Beyond the title, the album feels like an ode to someone or something close. The way that the high frequencies interact with sharp but refined interjections on “Bijie Dream” is a display unto its own, without the focus on vocals. Close your eyes, and it’s the tail of two Siamese fighting fish punching out into a temperate current; there’s no telling if they are dancing, courting, or in the process of eating each other, but the colorful and hypnotic movement of their bodies underwater is like the unpredictably tender trappings of Hecker’s music. And although there is that natural feeling of organic synthesis — the choral fragments are adapted from Josquin Des Prez scores — the interpretation is configured using a method apparently far too detailed for the casual listener (“disfigured through complex programming”), and it’s that disassociation that initially brought My Teenage Dream to mind: is it possible to remain sincere in the use of such stark modification, and what impact does that have on the listener?

Potential clues can be found across Hecker’s back catalog, though there is no need to go back and trace it. For the recording of Love Streams, regular collaborator Kara-Lis Coverdale talked about Hecker’s hand signals while she was recording her segments. She talked about the way he would stand over her and gesticulate during playback, plying the air with an impassioned response that he would conjure from the music. This bodily action and deep human connection is weirdly attributed to an “artificial intelligence-era language,” which hints at chance configuration of the vocal choir’s offerings. But in the context of love, or a kind of love — one that might permit a singer to spill their guts about the most intimate personal matters before their words are rendered incomprehensible — that connection is paramount. I mention this, not only as someone intrigued by the artist’s physical reaction to his own music, but also as someone who feels transported by the weight of these manifestations; through its negotiated path of manipulation and the anti-fetishization of its inspiration, the music reflects so much more than the impulses surrounding interpretations of love to touch on consequences that go beyond the physical act.

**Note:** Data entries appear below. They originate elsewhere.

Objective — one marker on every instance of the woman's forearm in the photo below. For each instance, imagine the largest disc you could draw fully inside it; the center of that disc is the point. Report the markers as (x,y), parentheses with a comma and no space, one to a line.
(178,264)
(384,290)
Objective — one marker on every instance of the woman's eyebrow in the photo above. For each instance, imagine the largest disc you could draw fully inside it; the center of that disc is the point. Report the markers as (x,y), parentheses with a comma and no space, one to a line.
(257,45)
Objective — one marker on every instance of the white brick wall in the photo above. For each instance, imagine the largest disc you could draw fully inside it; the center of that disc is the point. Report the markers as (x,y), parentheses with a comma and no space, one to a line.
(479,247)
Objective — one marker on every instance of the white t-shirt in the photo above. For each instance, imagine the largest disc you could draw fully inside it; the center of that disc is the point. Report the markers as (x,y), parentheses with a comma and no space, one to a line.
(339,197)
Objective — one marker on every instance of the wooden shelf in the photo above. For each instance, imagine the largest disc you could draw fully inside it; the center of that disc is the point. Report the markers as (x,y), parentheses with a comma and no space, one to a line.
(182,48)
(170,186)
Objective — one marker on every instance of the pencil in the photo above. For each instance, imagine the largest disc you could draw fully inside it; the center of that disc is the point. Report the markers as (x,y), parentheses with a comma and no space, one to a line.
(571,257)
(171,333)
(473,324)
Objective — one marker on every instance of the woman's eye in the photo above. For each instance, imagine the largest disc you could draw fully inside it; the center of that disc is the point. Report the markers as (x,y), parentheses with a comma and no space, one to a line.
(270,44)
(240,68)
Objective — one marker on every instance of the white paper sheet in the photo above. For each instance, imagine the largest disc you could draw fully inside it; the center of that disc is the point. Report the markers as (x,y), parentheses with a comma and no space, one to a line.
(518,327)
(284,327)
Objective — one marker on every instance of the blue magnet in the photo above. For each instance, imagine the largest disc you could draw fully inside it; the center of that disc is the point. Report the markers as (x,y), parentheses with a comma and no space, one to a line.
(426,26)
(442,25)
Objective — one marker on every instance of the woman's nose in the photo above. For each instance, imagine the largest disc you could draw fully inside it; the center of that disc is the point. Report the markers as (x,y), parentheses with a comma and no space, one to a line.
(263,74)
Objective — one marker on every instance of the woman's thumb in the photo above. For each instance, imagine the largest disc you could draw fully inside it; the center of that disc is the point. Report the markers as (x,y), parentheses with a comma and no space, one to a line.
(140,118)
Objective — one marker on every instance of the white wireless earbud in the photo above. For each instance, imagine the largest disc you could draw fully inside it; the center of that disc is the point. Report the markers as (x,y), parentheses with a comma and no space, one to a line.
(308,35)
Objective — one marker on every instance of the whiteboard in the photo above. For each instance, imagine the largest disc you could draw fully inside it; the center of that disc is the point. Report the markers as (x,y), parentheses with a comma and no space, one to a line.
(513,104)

Doubt, disbelief, and uncertainty are conjured across Love Streams, both as bludgeoning buildups and tumbling segues. The album’s title doesn’t come across as a casual reference to an emotional state or a romantic gesture; there is an appreciation for paradox and confrontation, signified here in conflicting textures that are singularly subtle and abrasive. Through tackling the repercussions of vocal processing and by demonstrating some of the most profound uses of it, Love Streams gives credence to the act in a way that vilifies the most obscure uses of it, even when the end results yield little more than the evaporated phantoms that we continue to chase in our everyday lives.